La carta prometida, Carlos Salem

viernes, 29 de mayo de 2009


LA CARTA PROMETIDA
Para Óscar Aguado

Querida Escarlata:

Ahora que conozco tu verdadero nombre, me resisto a olvidar el que usé durante 40 años para soñarte. Además, así identificarás al autor de estas líneas, el joven con delgado bigote y nervios en el ademán, que en aquel guateque de San Valentín de 1966 te hizo reír durante horas y antes de la despedida te prometió una carta. Tal vez recuerdes nuestra conversación, yo la revivo palabra por palabra: la broma sobre tu vestido y tu parecido con Vivien Leigh, la pasión común por los tulipanes rojos y la afición a las cartas como «la verdadera literatura, la que la gente escribe con el corazón». Cuánto reíste cuando te confesé, avanzada la noche, que en realidad no estudiaba Ingeniería, como te había dicho cuando mi prima Paulina nos presentó, y que me ganaba la vida como cartero.

Antes de que te lo preguntes: sigo siendo cartero. Al menos hasta final de año, cuando me jubilen. Y en todo este tiempo he repartido cartas de amor, de odio, reclamos comerciales, buenas y malas noticias. Cartas muy esperadas, cartas sorprendentes, cartas delgadas y gruesas cartas que parecían legajos de agravios o de promesas. Aprendes a leer en la cara de la gente cuando recibe una carta certificada. Y cada vez que echaba una carta en un buzón, imaginaba que eras tú quien la recibía. Cada día, durante cuarenta años en los que Paulina, ofendida, me negó tu nombre, tus señas, los datos necesarios para escribir la carta prometida. Sólo de año en año, con cuentagotas, me ofrecía algún indicio: tu matrimonio casi una década después de aquella fiesta y ese único beso apresurado, tus dos hijos, la muerte de tu marido. También me hablaba de cómo me recordabas, de las veces que le preguntaste por mí, de tu confesión de un amor que venció al paso de los años, y de cómo simulaba desconocer mi paradero y mi nombre.

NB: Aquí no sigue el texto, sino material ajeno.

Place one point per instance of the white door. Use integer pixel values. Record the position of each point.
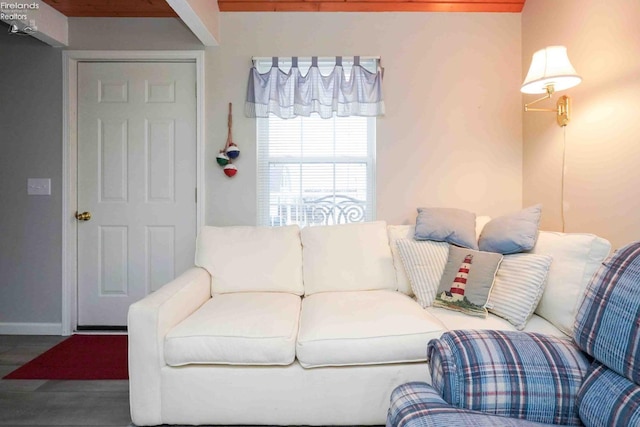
(137, 180)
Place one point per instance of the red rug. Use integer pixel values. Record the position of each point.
(79, 357)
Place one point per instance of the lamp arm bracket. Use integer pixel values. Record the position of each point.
(547, 96)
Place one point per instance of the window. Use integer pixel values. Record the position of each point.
(315, 171)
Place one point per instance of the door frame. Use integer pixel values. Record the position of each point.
(70, 60)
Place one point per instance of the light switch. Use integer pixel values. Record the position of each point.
(39, 186)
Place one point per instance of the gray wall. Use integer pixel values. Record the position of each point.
(31, 147)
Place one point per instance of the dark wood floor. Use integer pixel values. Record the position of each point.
(56, 403)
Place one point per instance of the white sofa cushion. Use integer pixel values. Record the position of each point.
(576, 258)
(363, 328)
(237, 329)
(350, 257)
(453, 320)
(251, 259)
(397, 232)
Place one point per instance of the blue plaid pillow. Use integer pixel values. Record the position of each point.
(608, 399)
(607, 325)
(514, 374)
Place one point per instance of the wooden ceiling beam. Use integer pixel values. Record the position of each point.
(369, 6)
(113, 8)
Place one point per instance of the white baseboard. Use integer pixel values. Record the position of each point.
(30, 328)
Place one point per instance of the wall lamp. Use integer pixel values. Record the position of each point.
(551, 71)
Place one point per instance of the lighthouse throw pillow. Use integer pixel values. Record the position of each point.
(467, 281)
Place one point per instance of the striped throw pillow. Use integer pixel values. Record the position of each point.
(424, 263)
(518, 287)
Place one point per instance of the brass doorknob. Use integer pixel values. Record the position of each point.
(84, 216)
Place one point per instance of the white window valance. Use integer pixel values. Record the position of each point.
(292, 93)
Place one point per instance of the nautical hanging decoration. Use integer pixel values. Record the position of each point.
(230, 151)
(230, 170)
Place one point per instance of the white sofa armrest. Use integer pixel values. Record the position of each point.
(149, 320)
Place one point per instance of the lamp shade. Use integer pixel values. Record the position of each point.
(550, 67)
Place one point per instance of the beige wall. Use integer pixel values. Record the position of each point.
(602, 182)
(452, 133)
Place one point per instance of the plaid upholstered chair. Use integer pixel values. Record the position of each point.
(492, 378)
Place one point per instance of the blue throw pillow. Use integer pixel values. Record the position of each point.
(513, 233)
(455, 226)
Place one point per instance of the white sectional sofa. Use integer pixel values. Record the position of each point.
(283, 326)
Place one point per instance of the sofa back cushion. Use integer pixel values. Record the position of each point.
(607, 325)
(350, 257)
(576, 258)
(251, 259)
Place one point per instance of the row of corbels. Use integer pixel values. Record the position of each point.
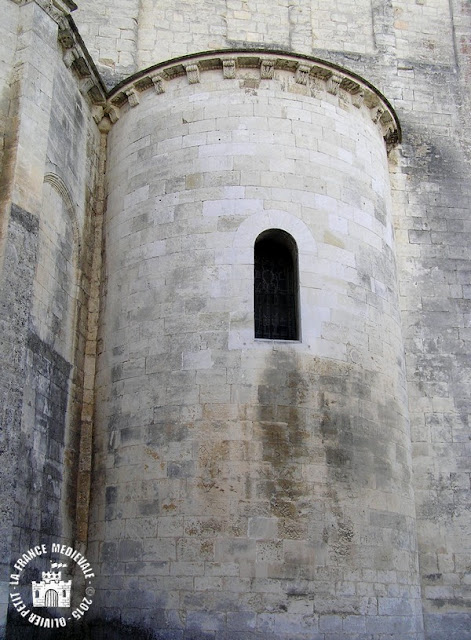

El rencor de Paulina, que acudió a la fiesta segura de enamorarme y se vio desplazada, fue más duradero que el amor que nunca sintió por mí. Pero seguí frecuentándola todo este tiempo, en la esperanza de que alguna vez se compadeciera y me diera tus datos.

No te fui fiel, y ocho años después de aquella noche me casé con una buena mujer. No funcionó, estabas en todas partes, con tu vestido blanco y esa promesa intacta. Acabé divorciándome con la misma tibieza con que me casé, poco después de que enviudaras. Y dejé de sentirme culpable por esta carta que llevo encima desde el 15 de febrero de 1966, la que he vuelto a escribir cada fin de año, o cuando un acontecimiento importante llegaba a mi vida. En esta carta te he contado de mis hijos, de los ascensos rechazados para poder seguir repartiendo correspondencia casa por casa en busca de tu puerta, de la muerte de mi madre, de mi soledad. A fuerza de escribirte, llegué a creer que hablaba contigo, que seguíamos en el guateque, que el beso no se interrumpía por las prisas ofendidas de Paulina.

Sabrás que Paulina murió el mes pasado.

Y poco me faltó para seguirla: con ella se marchaba la posibilidad de encontrarte.

Hasta que ayer me llegó la noticia.

Por carta, desde luego.

Ella la había escrito hace años y dejó orden de que me fuera enviada después de su muerte. En esta carta, Paulina me daba tu nombre, tu dirección actual y hasta tu teléfono. Como si yo fuera a cometer la vulgaridad de llamarte.

Y agregaba de su puño y letra: «Mi peor venganza: te dejo encontrarla, ahora que es demasiado tarde».

Paulina, además de rencorosa, era imbécil, y perdona por el exabrupto. Ignoraba que al negarme la posibilidad de verte, me regaló una razón para vivir cuarenta años de amor perfecto.

De modo, querida Escarlata, que por fin lees la carta.

Y como ves, he cumplido mi palabra.

Puede que todo sea una broma de Paulina, que jamás hayas preguntado por mí, que me olvidaras al día siguiente.

Pero si no es así, si al acabar de leer estas líneas quieres verme, no tienes más que asomarte a la ventana de tu casa, ante la que pasé tantas veces cuando te buscaba carta a carta.

Soy ese cartero envejecido que lleva un gran ramo de tulipanes rojos en la mano y que espera un gesto tuyo para acercarse. Verás que sonrío, porque al fin te he hallado, y por la satisfacción del deber cumplido: la carta ha llegado a destino.


Sinceramente tuyo,


Rafael.



Carlos Salem, "La carta prometida", Yo también puedo escribir una jodida historia de amor, Ediciones Escalera, Madrid, 2008, pp. 83-85.